Негативные реакции показывают, как множество тех, кто причисляет себя к прогрессивной части российского общества, не слишком-то озабочены самими ценностями прогресса. И возмущение западных журналистов, и голоса в отечественном поле этим людям непонятны или не нужны. Фактически их мышление не отличается от мышления прорежимной части общества ничем, кроме поддержки другого набора фигур и политической риторики. В истории с Бабченко с этим напрямую столкнулись многие. Например, известный в России и за рубежом политолог Татьяна Ворожейкина обобщила свой опыт такой полемики следующим образом: «Для меня публикация поста о Бабченко оказалась жесточайшим экспериментом над самой собой. Я узнала о себе или таких как я, кто пытался говорить, что профессия журналиста несовместима с сотрудничеством со спецслужбами, что: 1) я «интеллектуальный идиот «- далее матерно; 2) я не имею право что-либо говорить об этом, поскольку сама не воевала; 3) я не способна на эмпатию, поэтому настаиваю на важности правил. «У кого есть сердце, тем правила не нужны». И т.п. Самое сильное потрясение от того, насколько единодушен либеральный круг в такой реакции. К сожалению, я прихожу к тем же выводам… …принцип мышления большей части российской интеллигенции один, только знаки разные».

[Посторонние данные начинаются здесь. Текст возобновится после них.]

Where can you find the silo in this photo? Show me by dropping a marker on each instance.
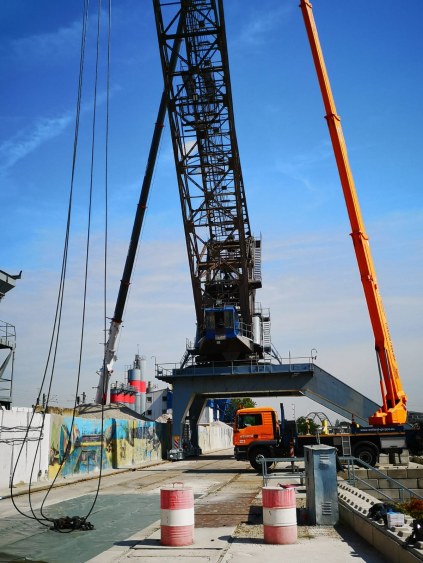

Становится ясно, что проблема реформирования российского общества не только в вытеснении прорежимными силами политической дискуссии в маргинальное пространство улиц и соцсетей, монополизации масс-медиа или росте доли государства в экономике. Проблема, судя по всему, еще и в воспроизводстве парадигм конфликта и нетерпимости в мышлении значительной части общества, независимо от политических пристрастий. Судя по динамике событий, маркирующих эту общественную аномию, лишь вопрос времени — когда именно политические противоречия и отсутствие непреложных для всех норм и ценностей приведут общество к открытому гражданскому конфликту, в котором спонтанно или намеренно, но еще активнее будут применяться и такие методы, как хейтспич.